(751c) Self-Assembly and Fibrillization of Waste Protein into High-Performance Films

Petroleum resources have greatly improved longevity and quality of life across the globe through innovative new polymers, but they have also contributed to the escalating crisis of global climate change and plastic waste in the environment. Therefore, there is an urgent need to develop alternatives that can enhance sustainability. While a great deal of work has focused on sugar-based materials, proteins offer a promising feedstock to mimic and replace polymers such as nylon and polyurethane. Polyurethanes are a particularly attractive target for replacement because of their additional chemical hazards and toxicity in the manufacturing process. However, proteins are usually either too brittle (neat materials) or too weak (plasticized materials) to serve as suitable substitutes. Our group has previously demonstrated that this limitation can be overcome by designing protein copolymers in which proteins act as ‘hard blocks’ and low-T_g acrylates as ‘soft blocks’. In order to achieve broader applications, however, there are other scientific challenges, for example, the reported range of mechanical properties does not yet match that of high-strength synthetic polyurethanes.

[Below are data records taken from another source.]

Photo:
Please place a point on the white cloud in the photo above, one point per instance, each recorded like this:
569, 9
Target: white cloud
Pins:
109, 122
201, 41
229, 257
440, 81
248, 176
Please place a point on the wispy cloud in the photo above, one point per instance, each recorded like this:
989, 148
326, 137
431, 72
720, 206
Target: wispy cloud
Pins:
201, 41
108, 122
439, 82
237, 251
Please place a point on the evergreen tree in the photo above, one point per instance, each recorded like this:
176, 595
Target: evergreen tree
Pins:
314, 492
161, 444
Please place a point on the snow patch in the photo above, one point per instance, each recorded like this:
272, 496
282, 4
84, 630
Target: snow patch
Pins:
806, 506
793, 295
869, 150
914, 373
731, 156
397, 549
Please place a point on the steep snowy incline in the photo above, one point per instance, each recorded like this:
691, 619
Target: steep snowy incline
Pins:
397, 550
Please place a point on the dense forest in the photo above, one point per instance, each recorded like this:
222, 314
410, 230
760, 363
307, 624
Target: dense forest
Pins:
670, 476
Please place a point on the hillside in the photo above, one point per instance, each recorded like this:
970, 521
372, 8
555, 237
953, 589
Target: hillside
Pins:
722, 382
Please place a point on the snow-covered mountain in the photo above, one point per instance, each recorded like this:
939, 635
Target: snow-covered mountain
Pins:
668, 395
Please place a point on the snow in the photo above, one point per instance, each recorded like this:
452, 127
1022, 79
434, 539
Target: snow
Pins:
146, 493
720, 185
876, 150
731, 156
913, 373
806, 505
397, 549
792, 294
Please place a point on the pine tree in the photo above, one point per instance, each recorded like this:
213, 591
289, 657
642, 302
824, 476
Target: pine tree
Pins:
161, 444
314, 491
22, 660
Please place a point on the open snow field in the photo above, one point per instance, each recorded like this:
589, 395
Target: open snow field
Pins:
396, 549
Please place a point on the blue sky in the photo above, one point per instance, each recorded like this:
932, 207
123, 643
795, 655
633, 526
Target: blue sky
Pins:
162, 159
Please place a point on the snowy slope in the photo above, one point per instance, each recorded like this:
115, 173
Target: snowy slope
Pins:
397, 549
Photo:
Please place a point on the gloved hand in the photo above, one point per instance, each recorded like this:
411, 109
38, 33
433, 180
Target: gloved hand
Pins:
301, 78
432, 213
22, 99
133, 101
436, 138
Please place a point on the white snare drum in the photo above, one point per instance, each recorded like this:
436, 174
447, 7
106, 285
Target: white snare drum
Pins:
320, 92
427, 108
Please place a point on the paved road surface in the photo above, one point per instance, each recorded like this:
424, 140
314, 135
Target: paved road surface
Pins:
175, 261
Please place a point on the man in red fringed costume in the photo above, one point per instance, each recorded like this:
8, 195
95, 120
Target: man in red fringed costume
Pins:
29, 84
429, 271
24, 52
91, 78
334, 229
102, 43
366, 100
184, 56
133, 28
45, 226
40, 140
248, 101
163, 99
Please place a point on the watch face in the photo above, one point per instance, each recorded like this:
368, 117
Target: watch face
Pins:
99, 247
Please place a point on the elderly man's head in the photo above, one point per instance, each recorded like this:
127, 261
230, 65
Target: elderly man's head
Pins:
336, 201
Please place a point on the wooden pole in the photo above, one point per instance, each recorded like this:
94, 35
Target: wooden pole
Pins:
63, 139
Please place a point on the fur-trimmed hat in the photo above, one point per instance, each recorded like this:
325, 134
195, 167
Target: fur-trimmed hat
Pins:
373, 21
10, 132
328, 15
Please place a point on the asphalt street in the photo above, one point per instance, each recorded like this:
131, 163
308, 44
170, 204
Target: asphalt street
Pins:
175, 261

Since protein domains (‘hard blocks’) in current materials are largely amorphous, an increase in protein crystallinity (i.e., formation of ordered structures) is expected to improve mechanical performance. Amyloid fibrils prepared from protein monomers stand out because they are the strongest known proteinaceous materials, owing to their highly ordered and dense cross-b sheet structures. A large number of different proteins, including those derived from food and agricultural waste such as whey protein, have been shown to be readily converted into amyloid nanofibrils in vitro under designed conditions. Here, ‘hard block’ crystallization was improved by carefully controlling protein fibrillization, leading to the mechanical improvement of the resultant materials. We chose whey protein isolate-hydroxypropyl acrylate copolymers as an example and found that protein fibrillization can significantly improve the mechanical properties of the ensued materials. In particular, compared to the protein monomer system, protein fibrillization led to an 8, 3, and 2-fold increase in Young's modulus, tensile strength, and toughness of the final elastomer, respectively, with minimal reduction in strain at break. This result provides a scalable and sustainable strategy for improving the performance of protein materials and replacing polyurethanes-like materials.